もちろん綺礼らである。白髪のオールバックの老人、比較的長身の神父服越しからも分かる引き締まった身体をした黒髪の男。そしてその男の腕の中にまるで『ここが定位置』と言わんばかりに抱かれる白髪金眼の美少女にその母であろう同様に白髪金眼の美しい女性。もう一度言おう、とっても目立っています、はい。
「この坂を上ったあたりか」
「そうですか」
「…………」
クラウディアとカレンが物珍しげに周りを見ている姿が微笑ましい。いやはや眼福ですなぁ。
大して俺はこの坂道は正直アニメやゲームのカットでよく出てきて見慣れているのでそこまで目新しく無かった。そのためいつも通りの綺礼フェイスで前を向いて歩いている。ああ、段々と見えてきたぞ遠坂邸。周りの高級屋敷に劣らずでかいなぁ、まあ幽霊屋敷然としているのは変わらんが。
表門へ行くと、そこにはやはりというかトッキーが待ち構えていた。後ろには妻である遠坂葵が立っている。
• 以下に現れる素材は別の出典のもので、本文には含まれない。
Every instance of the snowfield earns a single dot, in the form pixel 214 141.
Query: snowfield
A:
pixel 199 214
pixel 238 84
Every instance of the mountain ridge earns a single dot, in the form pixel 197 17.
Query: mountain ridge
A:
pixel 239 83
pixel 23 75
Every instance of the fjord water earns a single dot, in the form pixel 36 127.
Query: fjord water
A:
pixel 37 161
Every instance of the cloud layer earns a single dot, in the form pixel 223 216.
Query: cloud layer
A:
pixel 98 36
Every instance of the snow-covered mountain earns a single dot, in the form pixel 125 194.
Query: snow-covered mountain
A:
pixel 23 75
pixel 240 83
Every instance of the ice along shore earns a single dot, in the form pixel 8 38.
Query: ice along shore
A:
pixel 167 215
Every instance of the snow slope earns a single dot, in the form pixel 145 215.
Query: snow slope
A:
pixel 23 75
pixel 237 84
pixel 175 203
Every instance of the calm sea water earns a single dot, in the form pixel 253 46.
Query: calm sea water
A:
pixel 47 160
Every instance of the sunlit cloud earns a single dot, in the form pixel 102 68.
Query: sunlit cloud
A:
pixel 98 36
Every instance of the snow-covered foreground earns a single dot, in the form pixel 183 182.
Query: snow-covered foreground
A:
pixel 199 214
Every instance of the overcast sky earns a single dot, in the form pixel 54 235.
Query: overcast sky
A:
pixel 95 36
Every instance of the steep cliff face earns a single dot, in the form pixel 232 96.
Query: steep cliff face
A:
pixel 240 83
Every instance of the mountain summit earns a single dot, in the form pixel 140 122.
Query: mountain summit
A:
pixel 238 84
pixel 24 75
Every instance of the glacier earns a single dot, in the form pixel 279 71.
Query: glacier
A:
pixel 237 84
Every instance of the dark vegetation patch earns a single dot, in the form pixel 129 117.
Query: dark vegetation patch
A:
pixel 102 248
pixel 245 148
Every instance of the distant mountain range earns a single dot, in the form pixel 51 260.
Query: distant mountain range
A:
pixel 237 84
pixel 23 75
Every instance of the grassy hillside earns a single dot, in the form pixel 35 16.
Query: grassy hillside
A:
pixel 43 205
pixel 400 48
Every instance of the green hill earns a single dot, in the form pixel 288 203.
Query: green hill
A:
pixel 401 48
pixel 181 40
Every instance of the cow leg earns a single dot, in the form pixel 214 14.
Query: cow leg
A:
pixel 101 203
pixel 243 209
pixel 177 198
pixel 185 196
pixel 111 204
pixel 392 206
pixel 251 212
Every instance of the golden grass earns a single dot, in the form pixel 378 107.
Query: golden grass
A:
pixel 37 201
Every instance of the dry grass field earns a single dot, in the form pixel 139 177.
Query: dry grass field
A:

「お待ちしておりました。璃正殿。そちらの三人方の名をお聞きしても宜しいでしょうか?」
「ああ時臣君、件の息子の綺礼だよ。二人はその妻のクラウディア、そして私の孫のカレンだ」
「そうでしたか、ではこちらへどうぞ。我が遠坂邸を案内しましょう」
「かたじけないな時臣君」
「いえ、お気になさらずに」
うわぁ、さすが絶滅危惧種のリアル貴族属性持ちのトッキーだ。なんというか、うん。……何だろう……。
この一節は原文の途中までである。